As described in claim 13, the first sensing data further includes audio data, wherein the cloud server further stores a speech recognition model and user information, identifies the user corresponding to the audio data by the speech recognition model to generate a recognition result, and updates the user information according to the recognition result.

As described in claim 13, the first sensing data further includes an acceleration value, wherein the cloud server plays the first audio data through the smart speaker and the first image through the image output interface in response to the acceleration value being greater than a second threshold.

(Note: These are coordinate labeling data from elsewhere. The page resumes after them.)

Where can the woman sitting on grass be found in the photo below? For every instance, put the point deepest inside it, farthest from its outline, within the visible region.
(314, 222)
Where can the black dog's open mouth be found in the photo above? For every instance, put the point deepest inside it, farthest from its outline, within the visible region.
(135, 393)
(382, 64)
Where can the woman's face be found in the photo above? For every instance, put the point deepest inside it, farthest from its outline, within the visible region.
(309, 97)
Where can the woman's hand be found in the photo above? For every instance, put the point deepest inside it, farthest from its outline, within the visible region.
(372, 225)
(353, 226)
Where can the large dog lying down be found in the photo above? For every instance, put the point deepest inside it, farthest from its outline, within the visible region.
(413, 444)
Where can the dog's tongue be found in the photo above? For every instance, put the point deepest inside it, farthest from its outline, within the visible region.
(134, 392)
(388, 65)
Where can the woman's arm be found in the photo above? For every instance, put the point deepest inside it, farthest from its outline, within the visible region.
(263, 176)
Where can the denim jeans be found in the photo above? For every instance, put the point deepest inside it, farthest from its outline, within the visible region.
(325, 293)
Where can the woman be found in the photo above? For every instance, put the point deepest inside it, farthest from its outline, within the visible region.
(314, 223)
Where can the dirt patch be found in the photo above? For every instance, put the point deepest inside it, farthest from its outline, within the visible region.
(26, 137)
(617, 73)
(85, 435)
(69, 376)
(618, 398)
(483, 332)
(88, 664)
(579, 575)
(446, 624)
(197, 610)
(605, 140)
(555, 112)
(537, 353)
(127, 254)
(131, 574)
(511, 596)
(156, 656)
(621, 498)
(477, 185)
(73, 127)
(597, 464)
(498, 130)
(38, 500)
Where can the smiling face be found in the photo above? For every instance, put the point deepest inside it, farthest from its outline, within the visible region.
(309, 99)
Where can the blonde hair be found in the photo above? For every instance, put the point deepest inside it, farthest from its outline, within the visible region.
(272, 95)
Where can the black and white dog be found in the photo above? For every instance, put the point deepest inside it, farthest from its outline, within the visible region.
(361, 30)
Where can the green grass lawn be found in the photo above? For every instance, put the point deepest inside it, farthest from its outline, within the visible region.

The interactive method as described in claim 13, wherein the at least one sensor further includes a color sensor, and the first sensing data further includes a color value.

An interactive method as described in claim 14, wherein the at least one sensor further includes a pressure sensor, and the first sensing data further includes a pressure value.

An interactive device is suitable for interacting with a cloud server and a smart speaker, wherein the interactive device includes: a transceiver, communicatively connected to the smart speaker, and communicatively connected to the cloud server through the smart speaker; at least one sensor, generating first sensing data, wherein the at least one sensor includes an accelerometer, and the first sensing data includes a tilt value; an image output interface; and a processor, coupled to the transceiver, the at least one sensor, and the image output interface, wherein the processor transmits the first sensing data through the transceiver, receives a first image corresponding to the first sensing data through the transceiver in response to the tilt value being greater than a first threshold, and plays the first image through the image output interface, wherein the first sensing data is used to instruct the cloud server to configure the smart speaker to play first audio data corresponding to the first sensing data.